For older patients with advanced cancer, poor prognostic understanding of the curability of their disease may affect their hospitalizations or use of hospice, according to a study that was presented during the 2021 ASCO Annual Meeting.
Data were collected on 541 patients aged 70 with incurable solid tumor or lymphoma considering any line of cancer treatment. Both patients and their oncologists were asked what they believed the odds of their cancer being cured was (options: 100%, > 50%, 50/50, < 50%, 0%, and uncertain) and estimates of patient’s survival (options: 0-6 months, 7-12 months, 1-2 years, 2-5 years, and > 5 years). Non-0% options were deemed “poor understanding of curability” and survival estimate >5 years was considered poor understanding of survival estimates; any difference in response choices was deemed discordant.
Overall, 59% of patients had poor prognostic understanding of curability, and 41% had poor understanding of survival estimates.
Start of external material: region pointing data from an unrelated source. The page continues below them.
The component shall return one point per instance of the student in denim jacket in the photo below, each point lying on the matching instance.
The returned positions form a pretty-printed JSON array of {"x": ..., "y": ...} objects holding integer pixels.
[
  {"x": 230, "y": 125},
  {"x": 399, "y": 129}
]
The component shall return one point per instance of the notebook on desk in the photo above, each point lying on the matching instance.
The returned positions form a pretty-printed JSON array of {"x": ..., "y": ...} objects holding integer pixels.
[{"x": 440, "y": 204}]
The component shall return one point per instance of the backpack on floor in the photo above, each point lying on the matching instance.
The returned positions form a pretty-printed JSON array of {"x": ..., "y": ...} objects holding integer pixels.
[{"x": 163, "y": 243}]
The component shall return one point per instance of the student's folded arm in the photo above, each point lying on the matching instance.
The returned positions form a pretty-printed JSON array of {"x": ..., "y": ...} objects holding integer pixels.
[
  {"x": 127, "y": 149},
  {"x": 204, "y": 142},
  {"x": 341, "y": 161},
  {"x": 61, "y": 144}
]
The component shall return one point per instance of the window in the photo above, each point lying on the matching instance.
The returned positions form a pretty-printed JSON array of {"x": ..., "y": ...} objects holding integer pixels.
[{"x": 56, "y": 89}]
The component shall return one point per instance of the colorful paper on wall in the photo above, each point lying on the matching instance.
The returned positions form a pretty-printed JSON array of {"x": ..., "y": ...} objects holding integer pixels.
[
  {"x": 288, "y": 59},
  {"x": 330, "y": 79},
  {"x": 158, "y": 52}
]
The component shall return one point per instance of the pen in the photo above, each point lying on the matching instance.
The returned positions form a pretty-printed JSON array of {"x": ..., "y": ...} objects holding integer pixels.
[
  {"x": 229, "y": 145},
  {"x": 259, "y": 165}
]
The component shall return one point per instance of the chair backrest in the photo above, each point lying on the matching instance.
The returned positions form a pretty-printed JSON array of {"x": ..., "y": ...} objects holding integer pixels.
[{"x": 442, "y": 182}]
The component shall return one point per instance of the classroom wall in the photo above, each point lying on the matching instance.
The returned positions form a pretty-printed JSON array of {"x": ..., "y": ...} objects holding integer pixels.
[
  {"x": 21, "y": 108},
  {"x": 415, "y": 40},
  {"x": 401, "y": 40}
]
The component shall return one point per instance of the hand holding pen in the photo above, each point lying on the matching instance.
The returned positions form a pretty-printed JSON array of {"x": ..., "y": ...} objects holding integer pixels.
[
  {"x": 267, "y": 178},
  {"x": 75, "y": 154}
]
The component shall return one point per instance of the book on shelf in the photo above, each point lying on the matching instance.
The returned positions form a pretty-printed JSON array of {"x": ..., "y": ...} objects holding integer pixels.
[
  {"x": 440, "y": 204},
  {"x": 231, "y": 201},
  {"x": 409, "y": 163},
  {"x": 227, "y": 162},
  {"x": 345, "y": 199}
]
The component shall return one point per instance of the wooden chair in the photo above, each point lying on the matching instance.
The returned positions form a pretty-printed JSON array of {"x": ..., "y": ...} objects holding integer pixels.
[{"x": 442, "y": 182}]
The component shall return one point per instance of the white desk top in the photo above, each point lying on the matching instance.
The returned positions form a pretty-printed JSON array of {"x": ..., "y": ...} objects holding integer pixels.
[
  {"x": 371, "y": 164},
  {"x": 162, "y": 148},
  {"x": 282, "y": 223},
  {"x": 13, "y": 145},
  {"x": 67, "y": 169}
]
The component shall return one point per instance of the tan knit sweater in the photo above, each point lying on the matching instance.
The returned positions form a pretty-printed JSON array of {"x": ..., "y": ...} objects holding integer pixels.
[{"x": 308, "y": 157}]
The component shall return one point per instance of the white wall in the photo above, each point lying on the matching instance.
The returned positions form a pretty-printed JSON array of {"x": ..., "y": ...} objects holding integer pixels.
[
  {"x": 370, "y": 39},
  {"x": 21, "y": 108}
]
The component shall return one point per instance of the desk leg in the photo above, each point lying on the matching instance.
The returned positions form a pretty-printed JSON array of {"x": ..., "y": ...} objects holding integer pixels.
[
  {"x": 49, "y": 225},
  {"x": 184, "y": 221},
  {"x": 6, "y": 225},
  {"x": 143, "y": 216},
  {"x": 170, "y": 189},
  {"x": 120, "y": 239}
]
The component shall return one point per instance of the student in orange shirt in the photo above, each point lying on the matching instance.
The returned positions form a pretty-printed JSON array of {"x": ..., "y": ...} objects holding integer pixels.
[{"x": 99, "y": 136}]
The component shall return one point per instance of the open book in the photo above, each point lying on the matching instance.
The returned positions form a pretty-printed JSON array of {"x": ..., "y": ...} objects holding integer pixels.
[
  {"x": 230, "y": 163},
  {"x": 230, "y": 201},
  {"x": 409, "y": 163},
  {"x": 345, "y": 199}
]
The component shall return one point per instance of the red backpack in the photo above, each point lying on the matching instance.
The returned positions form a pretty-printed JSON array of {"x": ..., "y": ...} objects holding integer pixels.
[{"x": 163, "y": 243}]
About 60% and 72% of patient-oncologist pairs, respectively, were discordant regarding curability and survival prognostic understanding. Correlations were observed between poor prognostic understanding of survival estimates and lower odds of hospice use, as well as discordance in survival estimates and higher odds of hospitalization.
“Prognostic understanding may be associated with hospitalization or hospice use depending on how patients were queried about their prognosis and whether oncologists’ estimates were considered,” the study authors concluded.